Apache Spark

PySpark – Filter()

In Python, PySpark is a spark module used to provide a similar kind of processing like spark using DataFrame. In PySpark, filter() is used to filter the rows in the DataFrame. It will return the new dataframe by filtering the rows in the existing dataframe. We will demonstrate four ways to use the filter() function in this article:

  1. Method – 1: filter() with Relational Operators
  2. Method – 2: filter() with Relational Operators Using Col Function
  3. Method – 3: filter() with Relational Operators on Multiple Conditions
  4. Method – 4: filter() with SQL Expression

Let’s first create a PySpark DataFrame that we can use for the examples.

Example:

In this example, we are going to create the PySpark DataFrame with 5 rows and 6 columns and display using show() method.

#import the pyspark module
import pyspark

#import SparkSession for creating a session
from pyspark.sql import SparkSession

#import the col function
from pyspark.sql.functions import col

#create an app named linuxhint
spark_app = SparkSession.builder.appName('linuxhint').getOrCreate()

# create student data with 5 rows and 6 attributes
students =[
{'rollno':'001','name':'sravan','age':23,
 'height':5.79,'weight':67,'address':'guntur'},
{'rollno':'002','name':'ojaswi','age':16,
 'height':3.79,'weight':34,'address':'hyd'},
{'rollno':'003','name':'gnanesh chowdary','age':7,
 'height':2.79,'weight':17,'address':'patna'},
{'rollno':'004','name':'rohith','age':9,
 'height':3.69,'weight':28,'address':'hyd'},
{'rollno':'005','name':'sridevi','age':37,
 'height':5.59,'weight':54,'address':'hyd'}]

# create the dataframe
df = spark_app.createDataFrame( students)

#display dataframe
df.show()

Output:

Method – 1: filter() with Relational Operators

Here, we are using filter() function to filter the PySpark DataFrame with relational operators like >, < . == etc.

Syntax:

dataframe.filter(dataframe.column_name   operator   value)

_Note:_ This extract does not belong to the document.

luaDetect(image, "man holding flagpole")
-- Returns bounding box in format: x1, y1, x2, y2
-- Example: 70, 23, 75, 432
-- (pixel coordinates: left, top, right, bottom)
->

Here, filter() accepts three parameters.

  1. dataframe.column_name is the column where filtering is applied.
  2. operator is the relational operator.
  3. value is the string/numeric value compared with column values.

Example:

In this example, we are going to filter the dataframe based on age, height, weight, and name columns with different relational operators and display the filtered rows using the collect() method.

#import the pyspark module
import pyspark

#import SparkSession for creating a session
from pyspark.sql import SparkSession

#import the col function
from pyspark.sql.functions import col

#create an app named linuxhint
spark_app = SparkSession.builder.appName('linuxhint').getOrCreate()

# create student data with 5 rows and 6 attributes
students =[
{'rollno':'001','name':'sravan','age':23,
 'height':5.79,'weight':67,'address':'guntur'},
{'rollno':'002','name':'ojaswi','age':16,
 'height':3.79,'weight':34,'address':'hyd'},
{'rollno':'003','name':'gnanesh chowdary','age':7,
 'height':2.79,'weight':17,'address':'patna'},
{'rollno':'004','name':'rohith','age':9,
 'height':3.69,'weight':28,'address':'hyd'},
{'rollno':'005','name':'sridevi','age':37,
 'height':5.59,'weight':54,'address':'hyd'}]

# create the dataframe
df = spark_app.createDataFrame( students)

#display dataframe
#by filtering age as 23
print(df.filter(df.age == 23).collect())
print("---------------------------")

#display dataframe
#by filtering height as 2.79
print(df.filter(df.height == 2.79).collect())
print("---------------------------")

#display dataframe
#by filtering weight greater than 30
print(df.filter(df.weight >30).collect())
print("---------------------------")

#display dataframe
#by filtering name as sravan
print(df.filter(df.name == 'sravan').collect())

Output:

[Row(address='guntur', age=23, height=5.79, name='sravan', rollno='001', weight=67)]
---------------------------
[Row(address='patna', age=7, height=2.79, name='gnanesh chowdary', rollno='003', weight=17)]
---------------------------
[Row(address='guntur', age=23, height=5.79, name='sravan', rollno='001', weight=67), Row(address='hyd', age=16, height=3.79, name='ojaswi', rollno='002', weight=34), Row(address='hyd', age=37, height=5.59, name='sridevi', rollno='005', weight=54)]
---------------------------
[Row(address='guntur', age=23, height=5.79, name='sravan', rollno='001', weight=67)]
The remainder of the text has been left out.